In heart failure (HF), the expression and activity of multiple PDEs are altered, leading to disruptions in cyclic nucleoside levels and contributing cardiac dysfunction. PDE 3 inhibitors, such as milrinone, are used to increase intracellular cAMP content in cardiac muscle, exerting inotropic effects. While these drugs may be effective in acute settings, chronic therapy has been associated with increased morbidity and mortality compared with placebo in patients with HF. PDE5 inhibitors are most often used in the management of pulmonary artery hypertension, and have been studied for HF treatment due to their vasodilating and other pleiotropic effects, with potential benefits on cardiovascular function. However, in randomized trials, there was no clear hemodynamic or clinical benefit of treatment with PDE 5 inhibitor in HF patients.

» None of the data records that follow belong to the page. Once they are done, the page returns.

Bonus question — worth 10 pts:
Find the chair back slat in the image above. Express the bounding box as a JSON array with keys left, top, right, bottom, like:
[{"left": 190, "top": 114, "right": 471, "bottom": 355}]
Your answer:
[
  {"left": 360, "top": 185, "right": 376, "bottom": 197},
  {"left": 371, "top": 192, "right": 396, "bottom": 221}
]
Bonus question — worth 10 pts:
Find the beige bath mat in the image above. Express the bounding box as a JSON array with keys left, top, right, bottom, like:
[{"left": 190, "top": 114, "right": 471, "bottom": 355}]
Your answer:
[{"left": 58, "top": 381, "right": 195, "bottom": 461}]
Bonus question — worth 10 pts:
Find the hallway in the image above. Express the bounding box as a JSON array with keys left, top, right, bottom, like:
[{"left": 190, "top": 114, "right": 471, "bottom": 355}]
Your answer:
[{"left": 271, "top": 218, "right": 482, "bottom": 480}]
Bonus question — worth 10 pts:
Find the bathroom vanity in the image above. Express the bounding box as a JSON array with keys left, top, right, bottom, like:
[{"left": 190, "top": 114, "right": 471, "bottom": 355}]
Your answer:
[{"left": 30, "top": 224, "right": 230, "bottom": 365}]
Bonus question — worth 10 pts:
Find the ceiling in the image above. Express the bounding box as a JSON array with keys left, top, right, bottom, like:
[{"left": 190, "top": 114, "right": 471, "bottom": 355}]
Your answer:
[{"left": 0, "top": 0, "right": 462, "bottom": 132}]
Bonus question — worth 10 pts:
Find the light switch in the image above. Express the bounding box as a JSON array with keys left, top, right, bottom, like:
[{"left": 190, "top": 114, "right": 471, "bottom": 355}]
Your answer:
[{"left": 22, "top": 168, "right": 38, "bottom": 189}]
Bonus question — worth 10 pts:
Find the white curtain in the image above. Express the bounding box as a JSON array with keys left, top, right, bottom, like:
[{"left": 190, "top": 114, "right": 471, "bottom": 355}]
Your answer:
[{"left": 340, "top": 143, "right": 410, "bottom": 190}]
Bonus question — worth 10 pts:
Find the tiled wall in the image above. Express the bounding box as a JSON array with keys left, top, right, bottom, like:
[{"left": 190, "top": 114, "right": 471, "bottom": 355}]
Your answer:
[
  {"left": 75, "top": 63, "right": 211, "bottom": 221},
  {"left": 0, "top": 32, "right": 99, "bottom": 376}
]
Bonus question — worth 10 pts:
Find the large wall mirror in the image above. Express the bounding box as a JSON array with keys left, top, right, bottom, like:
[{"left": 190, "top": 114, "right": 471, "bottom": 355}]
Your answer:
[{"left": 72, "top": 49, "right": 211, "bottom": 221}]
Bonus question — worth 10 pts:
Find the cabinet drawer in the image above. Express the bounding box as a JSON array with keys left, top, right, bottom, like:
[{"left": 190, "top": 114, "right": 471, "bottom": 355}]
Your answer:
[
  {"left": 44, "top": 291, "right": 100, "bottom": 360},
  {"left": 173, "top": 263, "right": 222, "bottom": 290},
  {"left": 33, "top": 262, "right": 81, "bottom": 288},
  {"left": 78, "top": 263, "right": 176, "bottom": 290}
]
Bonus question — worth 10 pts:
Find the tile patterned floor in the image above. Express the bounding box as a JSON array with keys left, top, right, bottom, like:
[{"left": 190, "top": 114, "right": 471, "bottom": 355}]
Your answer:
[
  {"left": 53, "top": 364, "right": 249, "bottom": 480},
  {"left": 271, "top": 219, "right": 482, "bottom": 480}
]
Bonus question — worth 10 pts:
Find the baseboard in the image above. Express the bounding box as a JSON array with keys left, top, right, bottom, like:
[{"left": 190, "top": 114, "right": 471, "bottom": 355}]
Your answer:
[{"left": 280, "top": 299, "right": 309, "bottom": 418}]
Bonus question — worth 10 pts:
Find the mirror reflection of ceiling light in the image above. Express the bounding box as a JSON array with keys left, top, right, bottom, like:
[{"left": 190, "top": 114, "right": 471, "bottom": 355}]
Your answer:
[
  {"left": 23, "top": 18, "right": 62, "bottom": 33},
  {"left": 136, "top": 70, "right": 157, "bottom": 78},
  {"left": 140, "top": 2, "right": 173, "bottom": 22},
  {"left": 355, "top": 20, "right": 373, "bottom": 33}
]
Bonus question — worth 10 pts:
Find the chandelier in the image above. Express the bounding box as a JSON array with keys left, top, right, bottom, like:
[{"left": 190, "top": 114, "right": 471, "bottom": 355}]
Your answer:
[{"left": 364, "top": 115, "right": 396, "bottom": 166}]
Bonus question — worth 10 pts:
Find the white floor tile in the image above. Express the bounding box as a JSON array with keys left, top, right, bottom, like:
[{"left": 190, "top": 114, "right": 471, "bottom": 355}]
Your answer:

PDE 9 inhibitors are currently being investigated for the treatment of not only HF but also non-HF conditions, such as obesity, hepatic fibrosis, Alzheimer’s disease, psychotic disorders, and sickle cell anemia. PDE9 has the highest affinity for cGMP and specific affinity for the NP-associated cGMP signaling pathway, unlike PDE5, which regulates the nitric oxide(NO)-associated cGMP pathway. Elevated levels of PDE9 have been observed in patients with HF and preclinical models of myocardial hypertrophy. Inhibition of PDE9 increases a signaling through the NP/cGMP pathway, which also can enhance the beneficial natriuretic, diuretic, arterial and venous vasodilatory, and antifibrotic effects of NP. This, in turn, has the potential to improve cardiac function and alleviate symptoms in HF patients.

Prior animal studies have shown that PDE9 inhibitors can elevate cGMP levels, reduce myocardial fibrosis, improve cardiac function, and decreased ventricular stiffness independently of NO activity, suggesting that these effects are mediated through the NP-cGMP pathway. These results indicated favorable effects on hemodynamics and renal function.

Consequently, there is growing interest in evaluating PDE9 inhibitors, particularly in HF. Studies involving a novel PDE9 inhibitor, tovinontrine, are being planned to assess the safety and efficacy of PDE9 inhibition in patients with HF with either preserved or reduced left ventricular ejection fraction. These studies are expected to provide more robust data regarding the potential benefits and risks of PDE9 inhibitors in HF patients. The results of ongoing and future clinical trials will be critical in determining whether PDE9 inhibitors can become an integral component of HF therapy.